Dopo un lungo dibattito, la risoluzione è passata in Senato con 77 voti a favore e 23 contrari. È il risultato del negoziato condotto tra la Casa Bianca e i leader del Congresso in vista della presentazione del testo al Consiglio di sicurezza delle Nazioni Unite. l’unico ostacolo sul percorso di Bush sono i tentennamenti di Russia e Francia, che sostengono la necessità di una risoluzione in due fasi: la prima per il ritorno degli ispettori e la seconda che contempli l’uso della forza nel caso in cui caso Baghdad creasse ostacoli alle ispezioni. Washington punta invece a un testo unico in cui sia prevista già in prima battuta la possibilità di un attacco qualora Saddam non aprisse alcuni siti agli uomini delle Nazioni Unite.
«Con il voto di stanotte al Senato - si legge in una nota diffusa dalla Casa Bianca - l’America parla con una voce sola.

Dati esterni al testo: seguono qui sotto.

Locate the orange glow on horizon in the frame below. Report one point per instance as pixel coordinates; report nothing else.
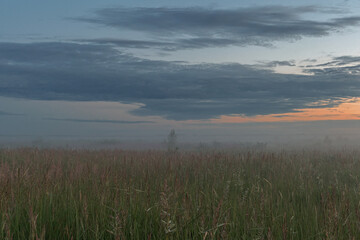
(349, 110)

Il Congresso ha parlato con chiarezza alla comunità internazionale e al Consiglio di sicurezza delle Nazioni Unite. Saddam Hussein e il suo regime fuorilegge rappresentano una grave minaccia per la regione, il mondo e gli Stati Uniti. La non azione non è un'opzione, il disarmo è un imperativo». La risoluzione è stata votata anche dal leader della maggioranza democratica in Senato, Tom Daschle, che in precedenza si era detto scettico.